Since you seem to be the type of person who plays it safe (you AA is low in stocks), I would suggest you not buy individual companies, but stick to broadly based etf's or the low cost vanguard mutual funds.
Chasing dividend returns could have you buying a stock that pays a dividend of 6-8% and loses value of 10% or more in a year. At least with broadly based instruments there will not be a catastrophic decline because a company goes bankrupt.
But sometimes people want or need dividends when they need more income than the 1.81% that the Total Stock market provides.
Not everyone winds up at the end of the road in the same way. Meaning many people didn't work for mega corps with fund matching 401K's and a two income families with a long term savings horizon.
Some people got there late in life stash from real estate or a business they owned and sold, and want to enter the market closer to their retirement years, and because they don't have any pensions to help with cash flow, then more may be needed from the portfolio to meet expenses. Many new retirees were counting on having 5% bonds and 6% CD's available when they retired to help with cash flow.
Most people would rather be able to obtain that income from dividends and interest, because there is not always appreciation, and since they are not accumulating anymore, the possibility of buying into a downward trajectory or even a sideways trajectory can be pretty scary.
I understand fully how a growth approach works to someone's favor over a long term horizon. But not everyone chose this model or had the option. This couple, and many others like them are retiring and need income.
What I don't understand, is how someone can argue that there is really no difference in withdrawing from only dividends or from capital appreciation. Sometimes there is
no appreciation for a long time, so it's the principal (the seeds) that must be sold to raise capital.
What about the times that saw a continued sideways or down spiral, some lasting over 10 years. Would not that individual be better off with having a larger income stream instead of growth stocks then and having to rely on appreciation? Those two to three years cash reserves would hardly see someone through this kind of market?

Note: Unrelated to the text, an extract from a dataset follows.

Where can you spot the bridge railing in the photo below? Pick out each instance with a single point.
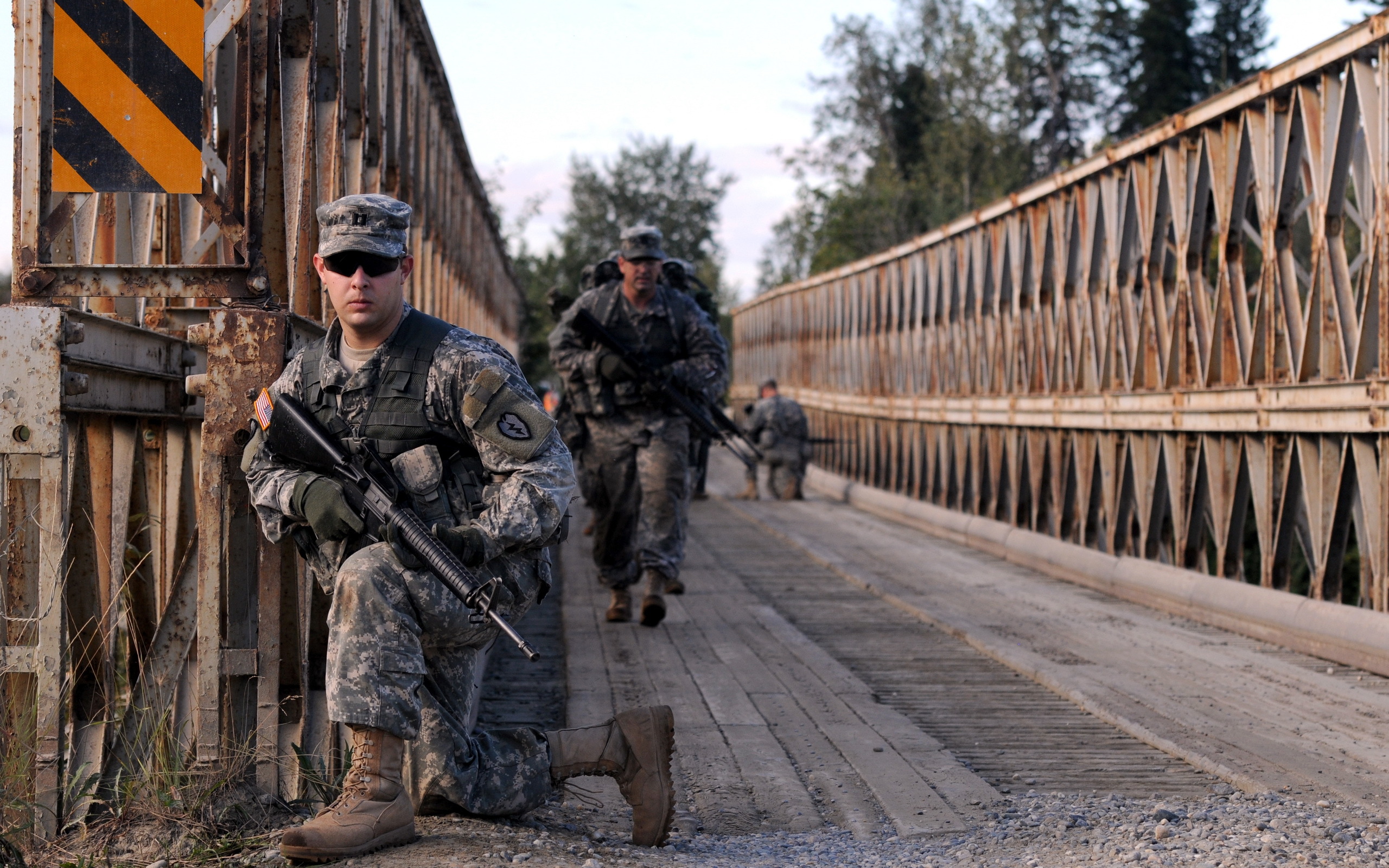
(169, 163)
(1174, 350)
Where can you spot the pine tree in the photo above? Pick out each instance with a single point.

What I don't understand is the logic when someone who has followed the total return approach says there is no difference where the money comes from. I am not in favor of tilting too far into bond funds either, as then you can lose due to inflation. I'm speaking of your typical 60/40 mix. (not that bonds would give you any income lift
today)
Trying to create an income portfolio today is very chalanging for retirees if you would just like to stay in indexes unless you have a very large portfolio. Otherwise you have to venture out into junk bonds, individual stocks, MLP's, and preferreds to get there. (or some other stuff that is above my pay grade) All the typical sources of income to help retires with an income flow have vanished today, so income to help retirees retire requires a little more than it did in the past.
I think the suggestions as to where to look might be more appreciated by posters seeking income. I don't think anyone today is expecting 7 to 10% dividends or bonds. Just somewhere to look to
possibly give a bump to their yield in a sensible manner, and who better to ask than people on this board.